ITS A HARD WEEK FOR ACTORS. ~ Christmas Business Is Always Poor and the Pay is Half.

December 21, 1908
ITS A HARD WEEK FOR ACTORS.

Christmas Business Is Always Poor
and the Pay is Half.

To one class of people, at least, Christmas lacks the cheer and good feeling which most persons believe prevails everywhere in Christendom. To this class of people Christmas comes as a hardship.

It is the actor folk who are thus affected. Always has Christmas week and Christmas day been the bane of an actor's existence. In the first place theatergoers are wont to stay at home and business at the theaters is very poor.

In view of this fact managers of theatrical companies universally make it a provision of the actor's contract that salaries are to be cut in half during that week. Some companies lay off altogether. Herein lies the saddest part of it all. In the majority of cases the company has traveled west from New York, the Mecca of all actors, and after several weeks' run has made the Middle West at any rate. This is too far distant for the actors to return home, and those that are laid off get themselves to the nearest large city to spend the lack of Christmas cheer.

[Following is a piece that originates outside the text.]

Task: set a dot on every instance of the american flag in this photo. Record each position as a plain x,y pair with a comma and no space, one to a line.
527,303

Even this early before Christmas week the theatrical business is falling off materially and the box office receipts give an accurate tally of the number of days before Christmas week proper. Such being the case many of the companies which have been barnstorming or doing the kerosene circuit, as one night stands in small towns are called, has disbanded for two weeks, and many actors are flocking to Kansas City. The registers at the smaller and cheaper hotels show that Kansas City is a favorite waiting place for these unfortunate actor folk who must spend their Christmas away from home, and without occupation.